そう、本音を言えば止められた…いや、止めるべきだったのだ。

でも…あの時の彼女の少し寂しそうな表情を見たら止められなかった。


「確かに、僕なら止められていたと思います。でも、あそこで無理に魔法を使って止めようとしていたらニーニャに怪我をさせてしまったかも知れませんし。」

「それは、そうね…最後に、貴方は一人の子の父親になると言う覚悟はある?」

「正直、覚悟は…あるとは言えません…でも、出来る限りの事はやりたいと思ってます。

この件に関しては僕も責任があります…ニーニャだけに負担を掛ける訳には行きません。」


あの一回で子供が出来てしまうのは正直言って驚いたが…こうなってしまったのは俺の所為でもある。
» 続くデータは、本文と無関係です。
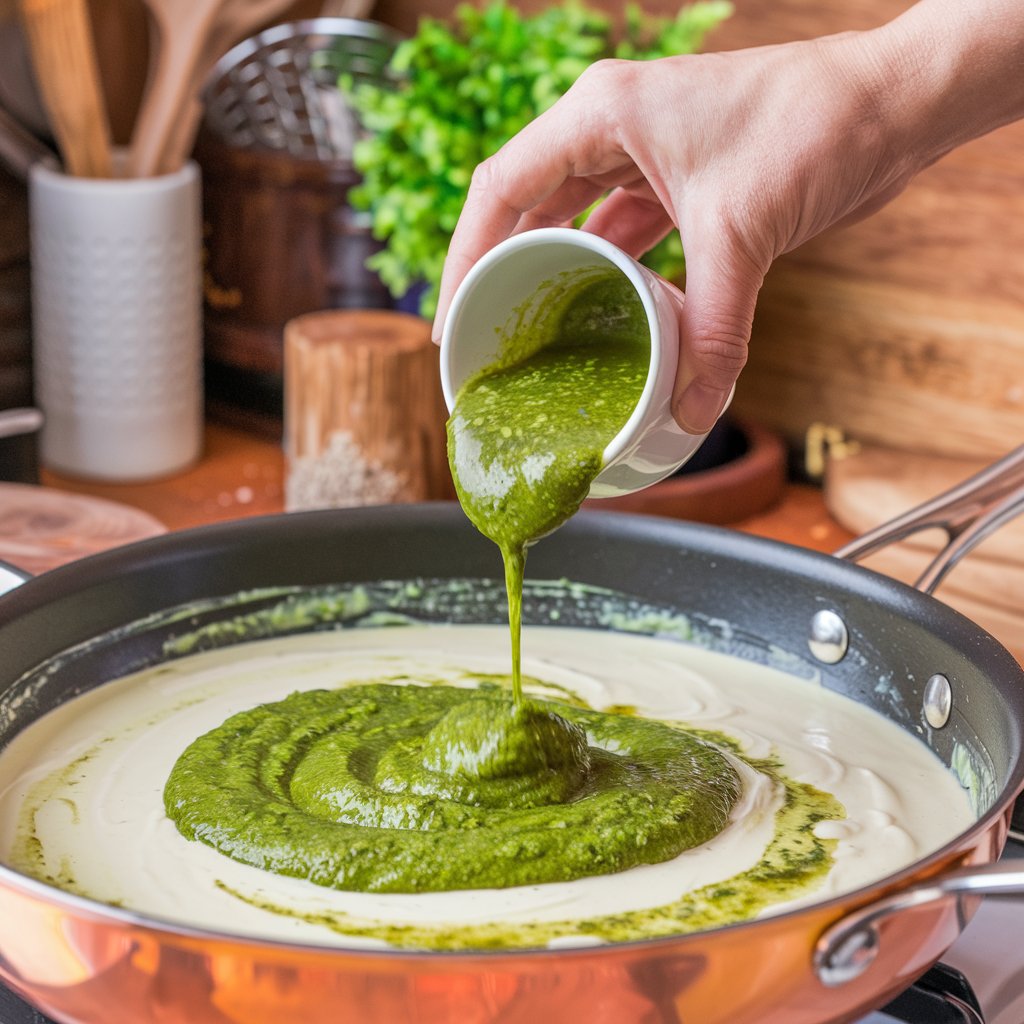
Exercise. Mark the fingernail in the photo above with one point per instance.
(697, 409)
「そう…なら良いわよ。とにかく、私やイアソンも出来る限りの事はするけど、私達の間にも生まれてくる子供がいるの。ニーニャは元々、後宮の侍女として子育ての経験があるからそこまで心配はしてない。

ただ、問題は子育てにかかる費用の事だけれど…そこに関してはイアソンに伝てがあるから場合によっては、そこでダインには働いて貰うわよ?」


そうなりますよね…6歳にして働くのか…と思ったけど、貧乏な家庭では俺くらいの年齢で働いている子供はこの世界に何人もいるのだろう。

なら、甘んじて受け入れる。

それが、ケジメだ。


「はい。」

「二人の関係についてとやかく言う事はないけれど…ニーニャ、手を出すならダインが成人してからにしなさい。」

「はい。」


え?

はいって、ニーニャさん?


「もうこの件については終わりにします!解散!」


こうして、緊急家族会議は幕を下ろした。


異世界に来て早々、やらかしてしまった。


皆んなは、ちゃんとゴム付けようね?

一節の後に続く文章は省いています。